WC’s decision to retire Boar’s Head seems to be in response to students’ assertions that the deli serves the same purpose as the sandwich station in the dining hall, as well as students’ nostalgia for the late-night comfort food of Martha’s.
“I’m a big fan of the sandwich station in the dining hall, so losing [Boar’s Head] doesn’t affect me too much,” SGA Secretary of Student Life sophomore Hunter Frederick said. “I do like the addition of a Martha’s style option…[I]t seems that the decision was made with student preference in mind, which I always like to see from our dining services provider.”
Although the addition of the Met Grill was the biggest update in Felton’s email, it also announced a variety of changes to the dining hall, including expanded dessert options, expanded vegetarian options, and the return of made-to-order burgers.
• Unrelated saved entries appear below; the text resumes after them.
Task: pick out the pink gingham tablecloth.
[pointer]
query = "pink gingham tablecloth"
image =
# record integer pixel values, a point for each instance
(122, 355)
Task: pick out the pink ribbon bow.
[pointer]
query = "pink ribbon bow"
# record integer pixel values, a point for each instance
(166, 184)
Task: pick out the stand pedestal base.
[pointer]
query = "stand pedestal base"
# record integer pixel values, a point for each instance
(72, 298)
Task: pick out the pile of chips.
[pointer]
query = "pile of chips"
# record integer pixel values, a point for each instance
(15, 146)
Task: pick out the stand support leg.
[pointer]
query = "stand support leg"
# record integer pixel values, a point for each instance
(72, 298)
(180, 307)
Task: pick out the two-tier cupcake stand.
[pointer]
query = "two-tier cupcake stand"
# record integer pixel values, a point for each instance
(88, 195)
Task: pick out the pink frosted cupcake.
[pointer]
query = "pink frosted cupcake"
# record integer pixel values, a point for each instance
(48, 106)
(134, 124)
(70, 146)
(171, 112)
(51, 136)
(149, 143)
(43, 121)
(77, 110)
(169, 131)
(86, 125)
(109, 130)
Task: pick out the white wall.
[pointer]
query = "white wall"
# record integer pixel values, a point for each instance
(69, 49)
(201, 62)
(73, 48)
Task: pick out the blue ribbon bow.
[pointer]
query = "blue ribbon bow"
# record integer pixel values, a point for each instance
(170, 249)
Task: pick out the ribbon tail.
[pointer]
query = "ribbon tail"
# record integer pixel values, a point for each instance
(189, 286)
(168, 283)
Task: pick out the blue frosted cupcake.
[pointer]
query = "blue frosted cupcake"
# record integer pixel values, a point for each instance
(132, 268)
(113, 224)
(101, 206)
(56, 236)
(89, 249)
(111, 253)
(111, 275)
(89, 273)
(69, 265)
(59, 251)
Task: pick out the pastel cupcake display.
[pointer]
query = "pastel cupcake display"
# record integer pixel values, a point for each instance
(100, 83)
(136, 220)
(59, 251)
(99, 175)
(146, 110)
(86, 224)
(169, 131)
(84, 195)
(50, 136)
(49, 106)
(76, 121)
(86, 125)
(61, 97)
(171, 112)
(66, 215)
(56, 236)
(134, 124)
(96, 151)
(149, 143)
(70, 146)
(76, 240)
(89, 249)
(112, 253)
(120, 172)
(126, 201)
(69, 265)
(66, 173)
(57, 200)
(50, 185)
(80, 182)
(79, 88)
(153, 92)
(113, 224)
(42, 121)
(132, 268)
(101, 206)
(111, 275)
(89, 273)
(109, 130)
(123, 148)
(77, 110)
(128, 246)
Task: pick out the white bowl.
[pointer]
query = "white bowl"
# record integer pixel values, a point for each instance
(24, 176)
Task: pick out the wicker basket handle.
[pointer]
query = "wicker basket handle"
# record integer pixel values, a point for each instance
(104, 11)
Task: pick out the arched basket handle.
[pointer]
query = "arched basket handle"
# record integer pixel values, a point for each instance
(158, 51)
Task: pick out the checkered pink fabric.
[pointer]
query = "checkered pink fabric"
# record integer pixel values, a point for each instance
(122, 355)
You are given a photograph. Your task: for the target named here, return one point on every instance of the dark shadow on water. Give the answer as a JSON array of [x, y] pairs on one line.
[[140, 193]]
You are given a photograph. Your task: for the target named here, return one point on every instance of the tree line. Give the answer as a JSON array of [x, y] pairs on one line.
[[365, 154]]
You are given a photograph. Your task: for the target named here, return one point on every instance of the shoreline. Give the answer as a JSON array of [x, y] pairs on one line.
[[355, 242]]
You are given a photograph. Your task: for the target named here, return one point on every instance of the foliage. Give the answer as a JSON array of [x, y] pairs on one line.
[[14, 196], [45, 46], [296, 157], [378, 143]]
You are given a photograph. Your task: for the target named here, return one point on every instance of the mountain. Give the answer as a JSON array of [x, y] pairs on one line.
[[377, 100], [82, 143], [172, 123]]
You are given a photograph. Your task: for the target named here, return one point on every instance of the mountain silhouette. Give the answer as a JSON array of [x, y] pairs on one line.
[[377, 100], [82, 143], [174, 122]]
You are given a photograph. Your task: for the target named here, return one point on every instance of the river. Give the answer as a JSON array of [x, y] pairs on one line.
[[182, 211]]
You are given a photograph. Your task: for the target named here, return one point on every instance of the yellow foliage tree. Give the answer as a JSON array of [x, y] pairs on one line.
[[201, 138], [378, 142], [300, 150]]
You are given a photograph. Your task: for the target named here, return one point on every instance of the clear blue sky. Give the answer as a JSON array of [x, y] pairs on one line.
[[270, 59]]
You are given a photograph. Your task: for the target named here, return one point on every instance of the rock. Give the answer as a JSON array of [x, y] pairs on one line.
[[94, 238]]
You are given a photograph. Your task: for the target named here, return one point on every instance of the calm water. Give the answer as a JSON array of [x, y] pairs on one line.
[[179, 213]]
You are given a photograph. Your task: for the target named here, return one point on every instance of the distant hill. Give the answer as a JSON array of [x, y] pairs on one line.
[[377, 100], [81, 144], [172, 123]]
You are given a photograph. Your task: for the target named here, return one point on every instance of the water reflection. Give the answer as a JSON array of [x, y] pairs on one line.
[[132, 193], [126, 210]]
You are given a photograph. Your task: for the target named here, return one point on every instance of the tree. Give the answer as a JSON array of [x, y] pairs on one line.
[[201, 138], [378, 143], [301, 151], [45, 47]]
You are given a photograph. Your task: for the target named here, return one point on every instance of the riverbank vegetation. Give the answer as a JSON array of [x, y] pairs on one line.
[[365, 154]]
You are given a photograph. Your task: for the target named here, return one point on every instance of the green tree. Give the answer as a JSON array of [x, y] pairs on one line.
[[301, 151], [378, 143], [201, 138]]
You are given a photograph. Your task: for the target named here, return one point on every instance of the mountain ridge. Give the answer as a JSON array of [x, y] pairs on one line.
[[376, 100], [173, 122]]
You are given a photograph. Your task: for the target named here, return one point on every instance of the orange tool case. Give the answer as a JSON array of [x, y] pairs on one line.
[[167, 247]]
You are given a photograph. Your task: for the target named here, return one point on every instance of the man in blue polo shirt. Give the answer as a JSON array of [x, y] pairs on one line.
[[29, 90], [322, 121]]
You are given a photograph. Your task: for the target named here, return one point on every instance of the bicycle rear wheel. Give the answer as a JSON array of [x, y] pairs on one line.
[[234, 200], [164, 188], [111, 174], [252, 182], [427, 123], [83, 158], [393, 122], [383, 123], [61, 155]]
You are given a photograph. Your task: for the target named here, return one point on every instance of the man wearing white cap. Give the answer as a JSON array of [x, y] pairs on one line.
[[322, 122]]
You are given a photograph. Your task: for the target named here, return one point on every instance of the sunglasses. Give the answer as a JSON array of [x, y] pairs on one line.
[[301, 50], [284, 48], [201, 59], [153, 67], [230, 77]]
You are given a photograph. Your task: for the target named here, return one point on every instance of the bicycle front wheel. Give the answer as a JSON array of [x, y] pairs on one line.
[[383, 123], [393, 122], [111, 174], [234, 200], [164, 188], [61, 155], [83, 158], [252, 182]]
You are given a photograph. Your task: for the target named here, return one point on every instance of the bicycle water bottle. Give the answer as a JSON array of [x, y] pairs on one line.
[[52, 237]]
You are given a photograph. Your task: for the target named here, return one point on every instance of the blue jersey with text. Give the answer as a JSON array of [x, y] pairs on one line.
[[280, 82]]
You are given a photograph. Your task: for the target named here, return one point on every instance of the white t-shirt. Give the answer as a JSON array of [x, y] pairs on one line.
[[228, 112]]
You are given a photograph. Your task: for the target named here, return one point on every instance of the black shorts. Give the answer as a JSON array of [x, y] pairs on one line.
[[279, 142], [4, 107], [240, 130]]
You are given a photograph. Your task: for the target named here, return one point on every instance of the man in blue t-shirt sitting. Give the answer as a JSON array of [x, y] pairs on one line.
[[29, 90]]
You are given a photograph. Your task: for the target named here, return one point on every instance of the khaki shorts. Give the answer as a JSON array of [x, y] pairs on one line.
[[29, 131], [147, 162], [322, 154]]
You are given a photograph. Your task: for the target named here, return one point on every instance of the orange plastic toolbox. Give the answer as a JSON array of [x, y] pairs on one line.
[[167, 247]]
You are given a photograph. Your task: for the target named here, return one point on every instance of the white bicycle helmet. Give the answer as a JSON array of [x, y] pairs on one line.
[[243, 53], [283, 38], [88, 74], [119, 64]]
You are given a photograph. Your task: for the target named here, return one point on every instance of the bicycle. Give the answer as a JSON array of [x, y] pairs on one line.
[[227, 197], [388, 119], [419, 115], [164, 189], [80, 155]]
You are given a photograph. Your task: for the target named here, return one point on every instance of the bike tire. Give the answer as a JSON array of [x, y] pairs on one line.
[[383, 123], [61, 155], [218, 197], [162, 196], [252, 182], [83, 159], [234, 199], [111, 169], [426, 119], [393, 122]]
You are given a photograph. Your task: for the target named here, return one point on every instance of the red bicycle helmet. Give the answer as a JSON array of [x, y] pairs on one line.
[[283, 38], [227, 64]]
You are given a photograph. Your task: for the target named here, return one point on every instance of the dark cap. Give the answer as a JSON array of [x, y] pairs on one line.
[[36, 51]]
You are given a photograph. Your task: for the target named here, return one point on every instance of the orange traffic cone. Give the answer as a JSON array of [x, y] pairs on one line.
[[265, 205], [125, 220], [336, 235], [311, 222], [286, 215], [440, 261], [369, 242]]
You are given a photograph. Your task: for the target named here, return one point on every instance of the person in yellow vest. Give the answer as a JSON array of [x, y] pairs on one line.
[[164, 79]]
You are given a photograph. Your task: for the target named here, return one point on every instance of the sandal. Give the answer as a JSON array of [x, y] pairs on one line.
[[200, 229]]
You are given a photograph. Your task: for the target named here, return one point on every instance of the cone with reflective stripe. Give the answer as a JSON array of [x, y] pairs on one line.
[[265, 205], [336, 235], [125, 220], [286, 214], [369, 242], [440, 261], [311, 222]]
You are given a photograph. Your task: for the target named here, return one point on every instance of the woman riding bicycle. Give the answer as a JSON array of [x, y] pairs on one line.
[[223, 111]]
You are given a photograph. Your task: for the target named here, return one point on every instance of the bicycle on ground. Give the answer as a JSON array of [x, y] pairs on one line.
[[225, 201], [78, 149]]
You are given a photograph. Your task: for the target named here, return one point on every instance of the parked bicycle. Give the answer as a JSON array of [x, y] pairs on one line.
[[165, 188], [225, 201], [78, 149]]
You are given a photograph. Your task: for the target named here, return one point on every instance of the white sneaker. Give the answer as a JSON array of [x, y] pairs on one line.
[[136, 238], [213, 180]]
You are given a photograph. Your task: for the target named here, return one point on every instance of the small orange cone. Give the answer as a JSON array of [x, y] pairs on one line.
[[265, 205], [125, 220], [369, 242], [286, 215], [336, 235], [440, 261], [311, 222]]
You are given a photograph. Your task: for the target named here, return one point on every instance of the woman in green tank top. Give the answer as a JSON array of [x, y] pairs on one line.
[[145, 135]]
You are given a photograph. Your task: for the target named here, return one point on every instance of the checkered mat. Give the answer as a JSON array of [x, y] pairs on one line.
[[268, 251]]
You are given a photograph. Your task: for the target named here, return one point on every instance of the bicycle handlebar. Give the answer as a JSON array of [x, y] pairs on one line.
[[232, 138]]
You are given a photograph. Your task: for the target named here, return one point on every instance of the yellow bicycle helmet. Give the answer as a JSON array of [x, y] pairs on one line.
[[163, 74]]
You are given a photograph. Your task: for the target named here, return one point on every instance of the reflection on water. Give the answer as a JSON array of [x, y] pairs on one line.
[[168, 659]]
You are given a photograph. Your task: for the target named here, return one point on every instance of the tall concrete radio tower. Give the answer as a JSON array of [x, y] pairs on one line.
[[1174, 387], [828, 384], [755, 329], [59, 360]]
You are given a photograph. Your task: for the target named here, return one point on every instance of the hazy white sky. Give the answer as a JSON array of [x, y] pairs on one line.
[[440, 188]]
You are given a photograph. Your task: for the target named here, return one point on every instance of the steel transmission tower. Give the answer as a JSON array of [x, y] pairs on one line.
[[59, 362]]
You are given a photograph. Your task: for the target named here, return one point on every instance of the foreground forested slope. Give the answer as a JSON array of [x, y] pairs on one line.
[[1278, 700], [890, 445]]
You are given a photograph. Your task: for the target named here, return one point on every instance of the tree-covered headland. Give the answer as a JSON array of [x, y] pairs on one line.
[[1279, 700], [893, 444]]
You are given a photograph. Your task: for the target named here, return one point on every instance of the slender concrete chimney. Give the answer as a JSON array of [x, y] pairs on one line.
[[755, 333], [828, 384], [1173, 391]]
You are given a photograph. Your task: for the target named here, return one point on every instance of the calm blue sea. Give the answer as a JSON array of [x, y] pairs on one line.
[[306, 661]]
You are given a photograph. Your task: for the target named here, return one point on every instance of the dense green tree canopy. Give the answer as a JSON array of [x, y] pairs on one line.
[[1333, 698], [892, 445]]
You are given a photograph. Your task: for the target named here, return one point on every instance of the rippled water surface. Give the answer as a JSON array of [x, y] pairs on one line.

“I like that they brought back fresh burgers,” Dauplaise said. “[I]t’s always good to have something like that as a back-up when you’re a picky eater like me.”
Many students, like Dauplaise, are looking forward to some of the smaller updates to the dining hall, which will give them additional options.
However, though these updates to dining services may be exciting for many students, they are not accessible to all students. Navigating the dining hall is much more complicated for students with dietary restrictions, like gluten-sensitive, dairy-free, vegetarian, and vegan.
“I don’t think any of these would be accessible for me,” junior Sophia Lennox said, regarding the list of upcoming dining hall changes.
The upcoming additions to dining services reflect changes that lots of students have been asking for, such as a dining location similar to Martha’s and made-to-order burgers in the dining hall. Nevertheless, students with more restrictive diets, like vegetarians and vegans, are still waiting for accommodating meals and variety.
While introducing the Met Grill is a step in the right direction in terms of listening to students’ feedback, the dining hall must continue these initiatives to improve the quality and variety of the meals served.